To keep this review short, let me point out the Three Scenes that Made It For Me and leave it at that - except just to mention that it has a very powerful visual style and elicits award-worthy performances from several actors, especially Oldman. As to those three scenes - and by the way, SPOILERS AHEAD!!!

(1) The king pays a surprise visit to Churchill in his bedroom, when the P.M. is at the end of his rope and is feeling completely powerless and alone. Viewing it from Churchill's point of view (in spite of a knowledge of history that would prove otherwise), my gut, as the king entered the room, told me: "This is where George VI asks Churchill to step down." Then, amazingly, he sits down next to Churchill on the edge of his bed and whispers, "You have my full support." I actually burst into tears at that point, so strongly did I feel what that moment meant for Churchill.

(2) Acting on a hint from the king, Churchill impulsively bolts from his limo and rides the Underground to Westminster, chatting up the common people along the way. What he finds out from talking to them, added to what he learns later by polling the "outer cabinet" at Westminster, emboldens him to stand up to the War Cabinet that has been trying to undermine his policy "to wage war at all costs."

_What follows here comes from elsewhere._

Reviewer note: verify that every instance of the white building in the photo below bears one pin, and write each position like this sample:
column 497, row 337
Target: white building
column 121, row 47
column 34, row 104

(3) The scene in which Churchill hides in a closet (a water closet, actually) and phones Franklin D. Roosevelt. It is not a scene that presents the U.S., or F.D.R., in a favorable light. But in a very powerful way, it visually conveys Churchill's frustration, isolation, and helplessness at what the film's title very aptly - in spite of the years of Luftwaffe shelling that followed - describes as his nation's darkest hour.